UN TRAVAIL HISTORIQUE ET POLITIQUE À POURSUIVRE
La longue histoire de la reconnaissance de ce qui s’est exactement passé
en aout 1914 n’est donc pas encore tout à fait achevée. Elle implique non seulement un dialogue constant entre historiens et politiques, qu’ils soient belges,
allemands et européens, notamment pour comprendre la portée exacte des
nationalismes dans l’Europe de 1914 et de 2014. Cette longue histoire mobilise
aussi des questions fondamentales comme celle de la nécessité d’une justice
internationale contre les crimes de guerre. Car, au contraire de ce qui ne s’est
pas passé à la suite de Versailles, où les responsables d’actes criminels à l’égard
des civils n’ont pas été réellement poursuivis, on pourrait faire l’hypothèse
que ce sont les procès de Nuremberg et les condamnations des criminels nazis
qui, à partir de 1945, ont rendu possible la réconciliation entre Européens.
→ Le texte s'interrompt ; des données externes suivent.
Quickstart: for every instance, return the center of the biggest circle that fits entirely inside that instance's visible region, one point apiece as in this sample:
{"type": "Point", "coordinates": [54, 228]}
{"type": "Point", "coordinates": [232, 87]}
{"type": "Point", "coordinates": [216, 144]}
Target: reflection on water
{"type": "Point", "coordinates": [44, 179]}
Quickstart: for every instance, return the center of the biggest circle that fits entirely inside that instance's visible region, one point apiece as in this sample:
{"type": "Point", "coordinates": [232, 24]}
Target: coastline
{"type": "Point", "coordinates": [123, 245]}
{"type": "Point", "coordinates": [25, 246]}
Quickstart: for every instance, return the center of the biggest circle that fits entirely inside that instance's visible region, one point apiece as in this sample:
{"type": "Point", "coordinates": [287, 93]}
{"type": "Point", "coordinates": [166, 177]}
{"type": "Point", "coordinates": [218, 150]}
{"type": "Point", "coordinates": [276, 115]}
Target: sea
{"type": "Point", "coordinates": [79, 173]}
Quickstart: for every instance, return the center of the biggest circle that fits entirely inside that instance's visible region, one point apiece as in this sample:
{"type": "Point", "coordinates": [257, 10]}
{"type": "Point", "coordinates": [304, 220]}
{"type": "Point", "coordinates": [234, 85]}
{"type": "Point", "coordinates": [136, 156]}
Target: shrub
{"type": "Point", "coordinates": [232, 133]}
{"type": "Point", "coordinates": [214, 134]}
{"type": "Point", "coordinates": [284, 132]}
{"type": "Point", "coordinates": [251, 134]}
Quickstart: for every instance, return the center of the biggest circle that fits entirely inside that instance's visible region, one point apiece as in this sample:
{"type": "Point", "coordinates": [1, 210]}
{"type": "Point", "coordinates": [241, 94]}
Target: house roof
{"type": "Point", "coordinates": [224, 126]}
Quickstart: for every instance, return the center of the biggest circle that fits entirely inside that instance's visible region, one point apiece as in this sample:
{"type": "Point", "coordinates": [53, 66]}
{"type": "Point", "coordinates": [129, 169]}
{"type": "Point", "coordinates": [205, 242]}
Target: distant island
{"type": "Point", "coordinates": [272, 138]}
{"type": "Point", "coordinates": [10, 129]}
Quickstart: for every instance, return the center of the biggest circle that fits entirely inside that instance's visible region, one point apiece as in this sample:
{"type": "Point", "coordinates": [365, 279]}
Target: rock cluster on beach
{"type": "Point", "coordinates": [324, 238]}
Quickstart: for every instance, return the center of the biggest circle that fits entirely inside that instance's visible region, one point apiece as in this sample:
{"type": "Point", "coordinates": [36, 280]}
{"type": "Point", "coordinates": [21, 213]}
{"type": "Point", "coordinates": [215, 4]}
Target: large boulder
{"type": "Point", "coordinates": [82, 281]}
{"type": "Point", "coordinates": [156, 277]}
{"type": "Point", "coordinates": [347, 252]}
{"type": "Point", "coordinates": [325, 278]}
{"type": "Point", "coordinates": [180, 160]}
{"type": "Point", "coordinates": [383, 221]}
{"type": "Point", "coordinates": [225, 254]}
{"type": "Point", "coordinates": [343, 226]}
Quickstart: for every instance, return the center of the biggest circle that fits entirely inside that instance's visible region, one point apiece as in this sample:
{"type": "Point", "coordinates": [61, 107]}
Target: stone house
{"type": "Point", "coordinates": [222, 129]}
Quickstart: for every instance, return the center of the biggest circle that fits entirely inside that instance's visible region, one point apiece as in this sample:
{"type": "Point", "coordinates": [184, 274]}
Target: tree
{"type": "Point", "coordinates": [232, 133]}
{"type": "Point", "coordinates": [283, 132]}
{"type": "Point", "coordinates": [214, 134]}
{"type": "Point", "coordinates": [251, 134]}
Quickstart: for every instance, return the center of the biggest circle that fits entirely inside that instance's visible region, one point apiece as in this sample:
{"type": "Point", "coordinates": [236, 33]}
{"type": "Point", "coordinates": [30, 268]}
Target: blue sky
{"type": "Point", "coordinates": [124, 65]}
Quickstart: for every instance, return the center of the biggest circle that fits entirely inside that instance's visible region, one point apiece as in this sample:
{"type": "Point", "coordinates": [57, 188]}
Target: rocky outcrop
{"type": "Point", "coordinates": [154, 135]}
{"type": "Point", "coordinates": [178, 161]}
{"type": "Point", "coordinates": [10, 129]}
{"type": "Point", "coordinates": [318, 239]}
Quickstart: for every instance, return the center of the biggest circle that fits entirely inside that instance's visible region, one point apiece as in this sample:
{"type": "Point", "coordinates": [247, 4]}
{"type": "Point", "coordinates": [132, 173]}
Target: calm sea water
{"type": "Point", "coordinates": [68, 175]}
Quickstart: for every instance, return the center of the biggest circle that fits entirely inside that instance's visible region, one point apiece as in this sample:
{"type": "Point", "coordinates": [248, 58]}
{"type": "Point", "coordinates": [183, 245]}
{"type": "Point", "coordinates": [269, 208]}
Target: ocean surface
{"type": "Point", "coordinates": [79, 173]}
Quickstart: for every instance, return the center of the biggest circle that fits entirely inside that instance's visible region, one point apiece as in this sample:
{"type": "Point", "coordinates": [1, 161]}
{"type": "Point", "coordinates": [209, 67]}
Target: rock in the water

Toute forme d’indulgence rétrospective envers les responsables des massacres
d’aout 1914 serait, dès lors, une menace directe contre cette réconciliation et le
projet européen qui la prolonge.
■
3 Ibid., p. 599.
4 Dans le cadre du présent article, il n’a pas été possible d’examiner la manière quelque peu systématique dont les « atrocités » sont traitées dans le cadre des grandes publications allemandes publiées à
l’occasion du centenaire. Ce sera l’objet d’un prochain article de La Revue nouvelle.